Mavi Senfoni tablosunun 1,5 milyon dolara satılması, Burhan Doğançay tamamen hakkıydı, Türkiye’nin özellikle Batı’da bu veya diğer ölçüde tanınan sanatçılarına ilgiyi de artırdı ve üzerinden sadece 6 ay geçtikten sonra Erol Akyavaş’ın “En el Hak” tablosu (İstanbul Modern’in koleksiyonundadır) döviz bazında 1,5 milyon dolara satıldı.
Doğançay’ın koleksiyoncularını ise 1,5 milyon dolarlık satış fevkalade memnun etti. Çünkü onların ellerindeki tabloların değeri de belki hayal edemeyecekleri düzeyde değer kazandı.
Burhan Doğançay ile son röportajımı Mayıs 2012’de İstanbul Modern’de “Kent duvarlarının ellinci yılı” isimli retrospektif sergisinde gerçekleştirmiştim.
Sanata bakışı, entellektüel düzeyi ve seksen küsür yaşına rağmen çalışkanlığıyla hayranlık doğuran bu dünyaca ünlü sanatçıyı sadece 8 ay sonra kaybedeceğimizi nereden bilebilirdim ki?

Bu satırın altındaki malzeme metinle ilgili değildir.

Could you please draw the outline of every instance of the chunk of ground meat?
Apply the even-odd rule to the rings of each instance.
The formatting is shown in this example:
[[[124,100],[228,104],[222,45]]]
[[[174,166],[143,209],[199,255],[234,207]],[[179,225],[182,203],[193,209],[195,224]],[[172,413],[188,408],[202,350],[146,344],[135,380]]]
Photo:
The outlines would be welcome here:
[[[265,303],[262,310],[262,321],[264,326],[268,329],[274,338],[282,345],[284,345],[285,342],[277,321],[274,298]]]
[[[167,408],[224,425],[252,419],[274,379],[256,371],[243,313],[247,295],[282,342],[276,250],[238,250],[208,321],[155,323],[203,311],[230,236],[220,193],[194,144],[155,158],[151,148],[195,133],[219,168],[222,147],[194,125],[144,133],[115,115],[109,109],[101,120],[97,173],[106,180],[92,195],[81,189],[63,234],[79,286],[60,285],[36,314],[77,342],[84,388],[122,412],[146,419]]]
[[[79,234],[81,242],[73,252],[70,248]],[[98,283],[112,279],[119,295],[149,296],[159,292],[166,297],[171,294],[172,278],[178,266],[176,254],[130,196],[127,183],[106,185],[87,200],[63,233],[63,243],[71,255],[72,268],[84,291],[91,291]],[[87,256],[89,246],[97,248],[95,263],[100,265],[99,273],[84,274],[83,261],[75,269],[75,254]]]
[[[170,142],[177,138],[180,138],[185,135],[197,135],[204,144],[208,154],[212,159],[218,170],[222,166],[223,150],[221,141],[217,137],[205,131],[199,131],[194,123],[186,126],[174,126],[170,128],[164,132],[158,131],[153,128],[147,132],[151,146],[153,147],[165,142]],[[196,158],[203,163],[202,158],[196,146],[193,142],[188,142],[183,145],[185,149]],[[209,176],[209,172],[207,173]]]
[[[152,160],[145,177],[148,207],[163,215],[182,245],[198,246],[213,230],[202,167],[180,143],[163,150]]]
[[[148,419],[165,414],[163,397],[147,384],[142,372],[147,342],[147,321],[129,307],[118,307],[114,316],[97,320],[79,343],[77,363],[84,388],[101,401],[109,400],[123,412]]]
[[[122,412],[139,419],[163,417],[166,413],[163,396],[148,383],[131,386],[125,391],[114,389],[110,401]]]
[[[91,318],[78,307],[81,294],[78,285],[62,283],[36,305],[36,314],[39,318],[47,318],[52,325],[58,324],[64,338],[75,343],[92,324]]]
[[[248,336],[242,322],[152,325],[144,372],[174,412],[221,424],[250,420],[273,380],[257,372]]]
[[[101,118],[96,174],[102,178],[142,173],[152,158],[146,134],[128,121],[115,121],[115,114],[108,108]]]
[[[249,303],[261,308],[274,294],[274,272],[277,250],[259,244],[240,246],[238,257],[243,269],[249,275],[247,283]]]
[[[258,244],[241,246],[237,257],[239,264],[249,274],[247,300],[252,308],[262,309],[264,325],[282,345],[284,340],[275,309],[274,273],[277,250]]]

Zerre kuşku duysaydım daha çok konuşturmak için her gün peşinden koşmaz mıydım?
Türk sanat galericiliğinin duayeni Sayın Yahşi Baraz ile biraraya geldiğimizde saygıyla andığımız sanatçılardan biri mutlaka Burhan Doğançay oluyor.
Bu kısa yazıyı da anısına saygıyla bitirirken Yahşi Baraz’ın başarılarının devamını diliyorum.